In other words, when plans fail, it is generally not a smooth transition from sustainable to failure, because principal erosion tends to accelerate abruptly, throwing the portfolio into a “death spiral” that can be difficult to correct if not acknowledged quickly.

“Focusing on that fact will facilitate innovative solutions and retirement income conversations that resonate with retirees,” he said.

A Tale of Two Retirees 

The central mathematical concept behind identifying the death spiral and its possible effects is what Sandidge refers to as the “momentum ratio” that is measured by dividing the sum of negative percentage changes in an account’s value by the sum of positive changes.

When he applied the “MoRo” to historical portfolios going back to 1900, he found that those portfolios with ratios of more than 100% during the first 15 years, those with 125% during years 16 to 20, and those with 150% during years 21 to 25 had a high failure rate. Conversely, those with ratios below these thresholds had a high success rate.

From this baseline, the analysis goes on to consider the year-by-year account values for different retirement portfolios that began with $1 million and a portfolio allocated 50-50 across stocks and bonds. The scenarios assume 5% starting withdrawals, increased by 3% annually to account for inflation and with a 1.5% annual fee.

The first portfolio began its retirement income journey in 1957 with a 2.7% loss, then had the same returns in the same order for 25 years as the second portfolio, which began its journey in 1958.

“Distributing wealth is a nonlinear process governed by the laws of chaos theory, including the butterfly effect, which says that even seemingly insignificant changes to inputs early in a process can cause dramatically different outcomes in the long term,” Sandidge writes. “[The example] illustrates this because the 2.7% loss in the first year is why the 1957 retiree finished year 26 (1982) with 1.2% of the original principal ($12,352) compared with the 1958 retiree, who finished the same year with 51.4% ($514,419).”

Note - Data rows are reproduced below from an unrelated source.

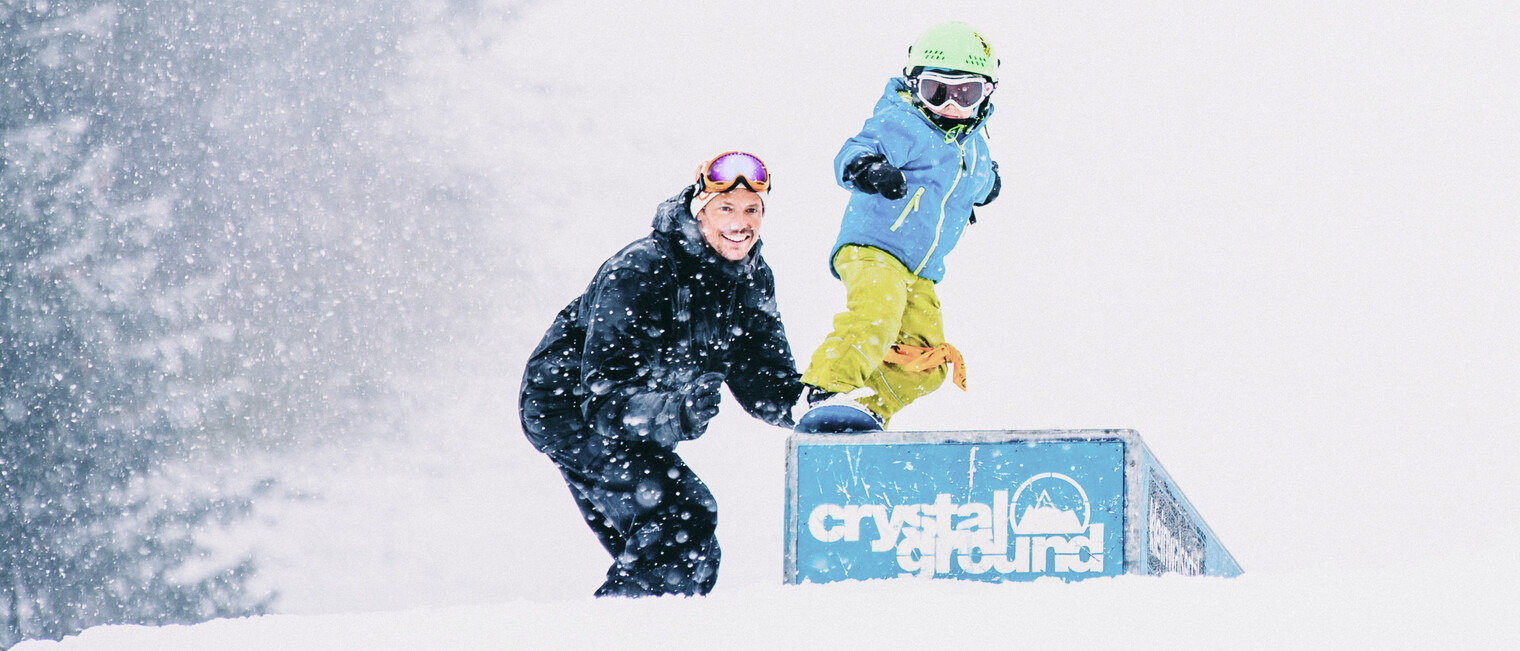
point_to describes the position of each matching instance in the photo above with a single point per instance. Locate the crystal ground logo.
(1046, 527)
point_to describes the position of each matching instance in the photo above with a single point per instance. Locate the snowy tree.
(93, 336)
(212, 242)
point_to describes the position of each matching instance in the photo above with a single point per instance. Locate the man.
(634, 365)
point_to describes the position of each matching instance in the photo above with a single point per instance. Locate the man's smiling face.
(731, 222)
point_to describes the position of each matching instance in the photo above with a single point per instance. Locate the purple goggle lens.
(730, 168)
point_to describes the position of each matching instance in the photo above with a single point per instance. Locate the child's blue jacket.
(947, 174)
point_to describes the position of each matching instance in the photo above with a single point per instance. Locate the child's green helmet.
(953, 46)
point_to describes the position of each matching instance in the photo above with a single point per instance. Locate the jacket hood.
(897, 98)
(674, 219)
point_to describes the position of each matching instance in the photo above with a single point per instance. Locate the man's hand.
(699, 403)
(874, 175)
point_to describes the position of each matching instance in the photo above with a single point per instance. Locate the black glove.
(873, 174)
(699, 403)
(997, 186)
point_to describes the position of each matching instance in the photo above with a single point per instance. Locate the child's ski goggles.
(938, 88)
(730, 169)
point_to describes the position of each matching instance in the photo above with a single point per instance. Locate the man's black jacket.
(658, 314)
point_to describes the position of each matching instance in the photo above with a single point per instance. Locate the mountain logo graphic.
(1049, 504)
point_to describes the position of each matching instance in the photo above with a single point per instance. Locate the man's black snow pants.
(654, 516)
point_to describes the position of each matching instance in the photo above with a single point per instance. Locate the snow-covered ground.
(1277, 239)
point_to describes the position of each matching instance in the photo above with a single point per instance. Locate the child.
(915, 172)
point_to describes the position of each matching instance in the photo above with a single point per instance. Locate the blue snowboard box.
(1003, 505)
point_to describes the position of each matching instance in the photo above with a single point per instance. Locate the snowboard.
(836, 419)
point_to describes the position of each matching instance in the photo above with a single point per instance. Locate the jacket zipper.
(911, 207)
(959, 172)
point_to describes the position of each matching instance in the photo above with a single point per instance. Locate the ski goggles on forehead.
(731, 169)
(937, 88)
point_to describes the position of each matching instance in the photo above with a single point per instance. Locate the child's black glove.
(997, 186)
(873, 175)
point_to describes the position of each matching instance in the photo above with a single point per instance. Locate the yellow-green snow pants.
(885, 304)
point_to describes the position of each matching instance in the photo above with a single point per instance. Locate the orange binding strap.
(917, 358)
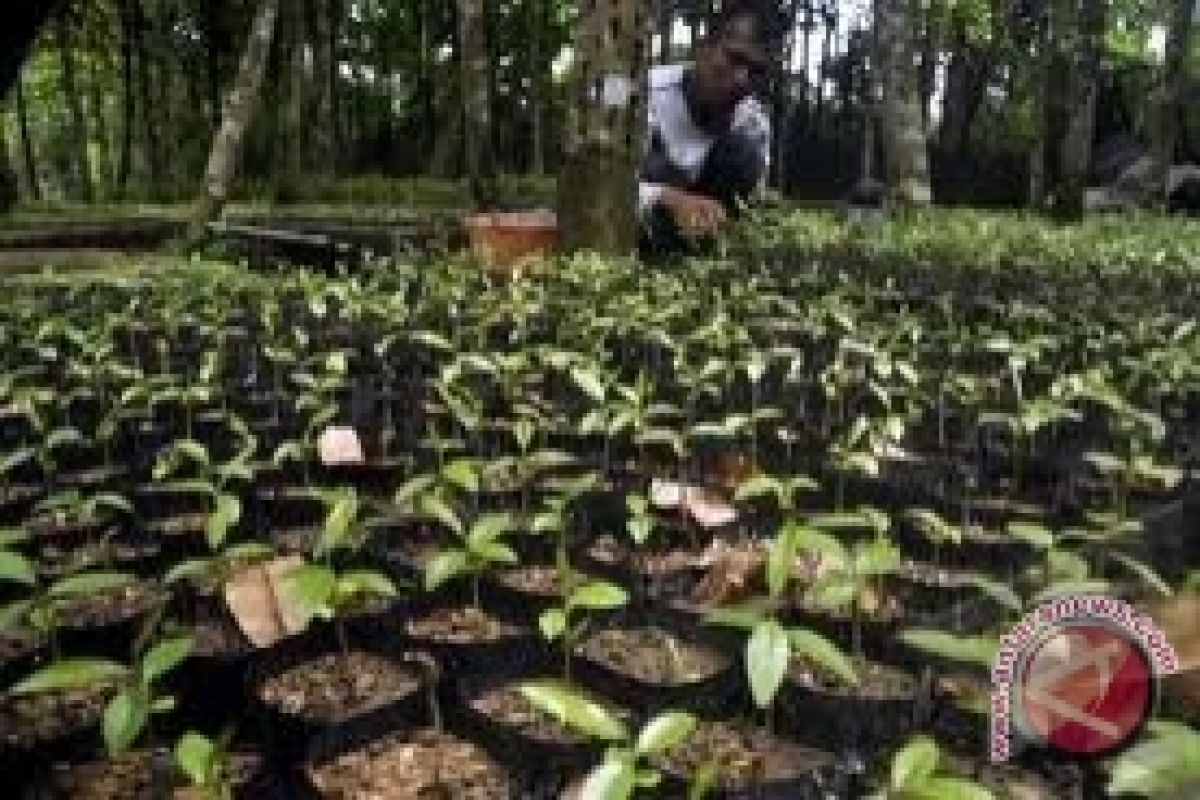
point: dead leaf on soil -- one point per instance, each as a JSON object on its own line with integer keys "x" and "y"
{"x": 340, "y": 446}
{"x": 259, "y": 606}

This result is enlightening in its own right, but Sandidge says the bigger insight comes from examining the experience of the unfortunate 1957 retiree in the latter third of their income journey.

“The [first portfolio] still had more than 50% of principal ($506,410) after 20 years,” Sandidge points out. “Maintaining that pace of principal erosion should mean the portfolio would last another 20 years, but after six more years it only had $12,352 left.”

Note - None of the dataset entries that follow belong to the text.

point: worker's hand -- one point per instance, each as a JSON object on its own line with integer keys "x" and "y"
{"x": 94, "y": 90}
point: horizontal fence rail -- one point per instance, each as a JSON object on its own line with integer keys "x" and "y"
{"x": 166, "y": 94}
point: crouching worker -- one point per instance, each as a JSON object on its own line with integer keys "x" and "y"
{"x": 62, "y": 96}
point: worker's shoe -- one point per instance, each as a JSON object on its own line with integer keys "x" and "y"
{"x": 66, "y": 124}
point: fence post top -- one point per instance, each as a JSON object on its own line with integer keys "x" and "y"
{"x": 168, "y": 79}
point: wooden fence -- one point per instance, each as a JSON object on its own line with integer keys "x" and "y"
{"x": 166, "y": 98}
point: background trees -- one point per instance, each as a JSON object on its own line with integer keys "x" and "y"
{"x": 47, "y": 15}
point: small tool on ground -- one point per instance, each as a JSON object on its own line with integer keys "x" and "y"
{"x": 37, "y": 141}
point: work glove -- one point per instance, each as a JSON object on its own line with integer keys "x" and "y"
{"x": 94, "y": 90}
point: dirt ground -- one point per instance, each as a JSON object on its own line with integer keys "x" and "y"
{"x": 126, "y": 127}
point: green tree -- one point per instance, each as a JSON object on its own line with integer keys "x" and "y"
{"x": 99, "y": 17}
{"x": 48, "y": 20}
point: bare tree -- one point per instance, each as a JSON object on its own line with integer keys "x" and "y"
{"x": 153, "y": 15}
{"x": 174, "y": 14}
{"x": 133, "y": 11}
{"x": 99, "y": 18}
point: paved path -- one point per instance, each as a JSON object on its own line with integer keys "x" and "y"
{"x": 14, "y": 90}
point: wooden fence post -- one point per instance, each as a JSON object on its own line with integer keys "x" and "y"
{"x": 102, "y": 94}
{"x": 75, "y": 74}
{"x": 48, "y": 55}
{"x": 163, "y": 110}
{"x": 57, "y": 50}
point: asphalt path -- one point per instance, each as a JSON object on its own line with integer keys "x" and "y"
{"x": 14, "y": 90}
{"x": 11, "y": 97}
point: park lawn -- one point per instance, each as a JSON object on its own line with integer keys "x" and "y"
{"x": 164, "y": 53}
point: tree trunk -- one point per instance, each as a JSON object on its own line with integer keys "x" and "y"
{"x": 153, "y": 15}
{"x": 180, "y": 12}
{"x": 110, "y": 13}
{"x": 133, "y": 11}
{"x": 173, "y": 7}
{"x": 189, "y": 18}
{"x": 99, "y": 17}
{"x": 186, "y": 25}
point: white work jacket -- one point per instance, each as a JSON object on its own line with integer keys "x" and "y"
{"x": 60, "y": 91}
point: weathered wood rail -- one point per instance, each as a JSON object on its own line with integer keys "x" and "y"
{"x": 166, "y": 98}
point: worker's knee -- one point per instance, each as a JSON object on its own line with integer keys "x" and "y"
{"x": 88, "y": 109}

The key insight is to realize that negative momentum built to a critical point where a small 2.1% loss in 1977 became the straw that broke the camel’s back, “plunging the portfolio into turbulence and accelerated principal erosion.”

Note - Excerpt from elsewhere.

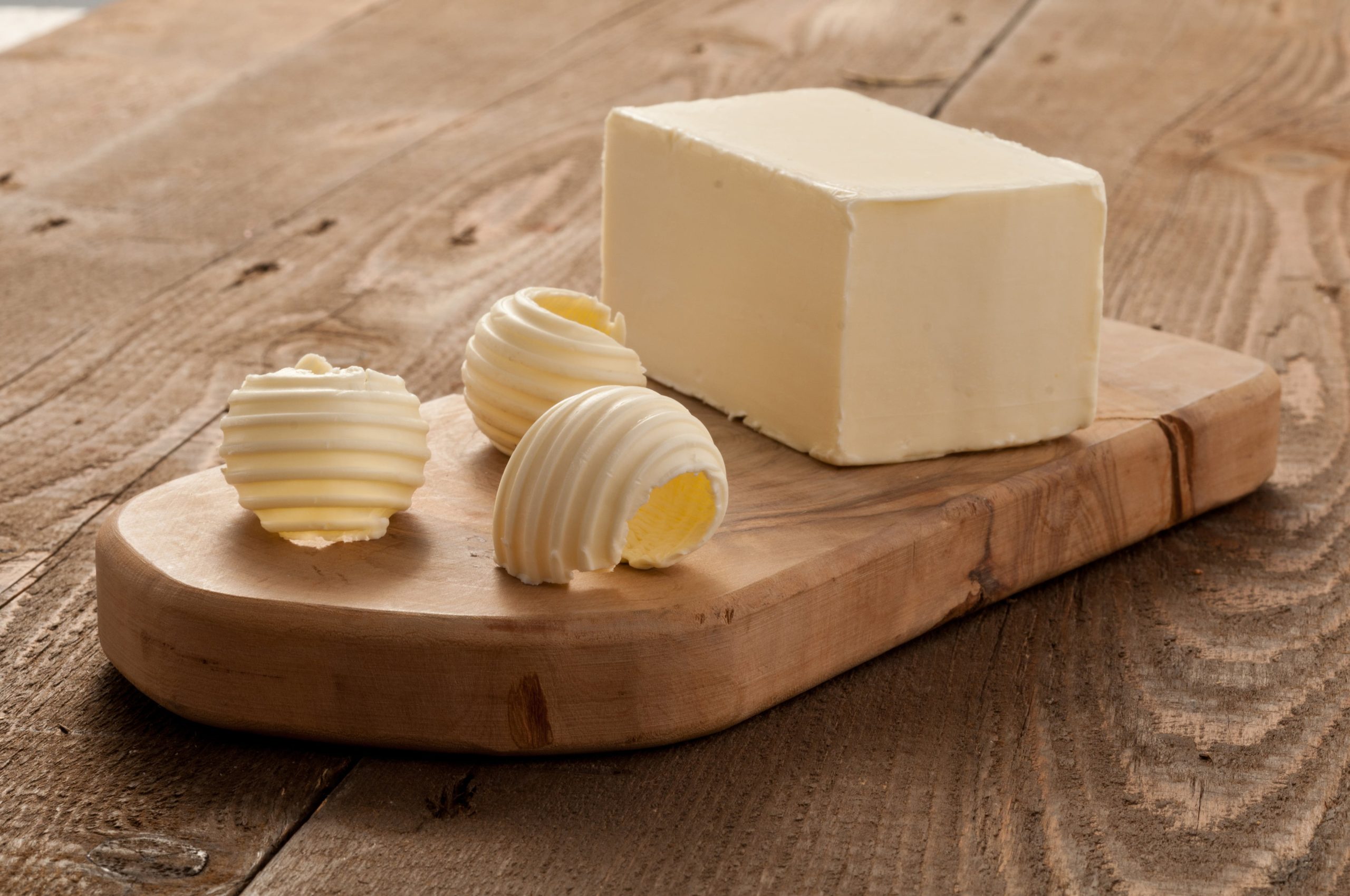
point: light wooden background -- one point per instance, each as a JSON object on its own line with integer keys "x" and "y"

The end result is that the 1957 retiree burned through 49.4% of the original principal during the first 20 years and the same amount during the next six years.

“I often hear the first five years of retirement described as a retirement red zone,” Sandidge adds. “The butterfly effect does make those early years important. But [this result] shows that a retiree operates with a much smaller margin for error throughout retirement because the 2.1% loss that triggered the accelerated erosion for the 1957 portfolio came in year 21.”

The Communications Takeaway

As Sandidge stressed, focusing on the most simplifying axiom — that early negative returns matter — is also the key to clearer advisor-client communication when it comes to discussing retirement income risks, “as most people can only hold three to five chunks of information in their working memory.”

“If you exceed that, they get confused and won’t remember anything,” Sandidge said. “The term ‘sequence of returns risk’ is likely new jargon to many retirees and as such will occupy one of their limited pieces of working memory.”

Conversely, many retirees are probably already familiar with the concept of “market losses,” Sandidge said, so talking about that will draw from their long-term memory and preserve working memory.

“Advisors need thought leadership that can easily be repeated to a novice investor and have the investor reach a certain level of understanding,” he argued. “Overwhelming them with superfluous information and unnecessary jargon will lead to mental dazzle rather than enlightenment.”